The Constitution of South Africa, 1996 (the Constitution) provides the foundation for environmental regulation and policy in South Africa. The right to environmental protection and to live in an environment that is not harmful to health or well-being is set out in the Bill of Rights (section 24 of Chapter 2). This fundamental right underpins environmental policy and law, in particular the framework environmental legislation established by the National Environmental Management Act, 1998 (Act No. 107 of 1998) (NEMA).
The Waste Act fundamentally reforms the law regulating waste management, and for the first time provides a coherent and integrated legislative framework addressing all the steps in the waste management hierarchy. The waste management hierarchy provides a systematic and hierarchical approach to integrated waste management, addressing in turn waste avoidance, reduction, re-use, recycling, recovery, treatment, and safe disposal as a last resort.

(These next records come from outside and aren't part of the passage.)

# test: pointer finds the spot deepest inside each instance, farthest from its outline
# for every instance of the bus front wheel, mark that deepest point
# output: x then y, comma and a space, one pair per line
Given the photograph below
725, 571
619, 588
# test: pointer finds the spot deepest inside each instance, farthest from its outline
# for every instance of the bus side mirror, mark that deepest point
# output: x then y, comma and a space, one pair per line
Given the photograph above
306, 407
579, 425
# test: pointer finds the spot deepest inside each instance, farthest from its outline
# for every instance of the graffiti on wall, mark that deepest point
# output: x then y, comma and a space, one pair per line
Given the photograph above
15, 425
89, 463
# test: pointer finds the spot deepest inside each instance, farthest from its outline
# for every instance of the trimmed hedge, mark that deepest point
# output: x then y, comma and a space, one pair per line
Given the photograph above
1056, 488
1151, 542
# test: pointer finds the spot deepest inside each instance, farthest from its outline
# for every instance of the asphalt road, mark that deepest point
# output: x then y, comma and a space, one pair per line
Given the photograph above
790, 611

NEMA introduced a number of additional guiding principles into South African environmental legislation, including the life-cycle approach to waste management, producer responsibility, the precautionary principle and the polluter pays principle. Chapter 5 of NEMA provides instruments for integrated waste management. NEMA also places a duty of care on any persons who may cause significant pollution or degradation of the environment, requiring them to institute measures to either prevent pollution from occurring, or to minimise and rectify the pollution or degradation where it cannot reasonably be avoided. The Waste Act echoes the duty of care provision by obliging holders of waste to take reasonable measures to implement the waste management hierarchy.
The Constitution assigns concurrent legislative competence to national and provincial government with respect to the environment and pollution control (section 146 of the Constitution). It assigns exclusive provincial legislative competence to the local government matters of cleansing and refuse removal, refuse dumps and solid waste disposal. The Constitution allows national legislation to set national norms and standards relating to these matters in cases where national uniformity is required to deal effectively with the issue.
Norms and standards are therefore the foundation of the regulatory system established by the Waste Act. The Waste Act obliges national government to develop norms and standards on key regulatory matters, while it may develop additional norms and standards on certain ancillary matters. Provinces and municipalities may also develop standards provided they do not conflict with national standards.
The Waste Act needs to be read in conjunction with the body of legislation that regulates local government, including the Municipal Finance Management Act, 2003, and the Municipal Systems Act, 2000, which create the overall framework for planning, budgeting, service delivery and reporting at local government level.
The Waste Act establishes cooperative governance mechanisms for dealing with matters such as waste planning, designation of waste management officers and performance reporting. National and provincial government departments are also constitutionally obliged to support municipalities in the execution of their functions.
The Waste Act also needs to be read in conjunction with other sectoral legislation. For example, the Minerals and Petroleum Resources Development Act, 2002 section 39(3)(iii) states that Environmental Management Plans must comply with any prescribed waste standard or management standards or practices.
The Waste Act does not apply to areas that are regulated by their sectoral legislation, including: radioactive waste5, residue deposits and residue stockpiles6; the disposal of explosives7; and the disposal of animal carcasses8.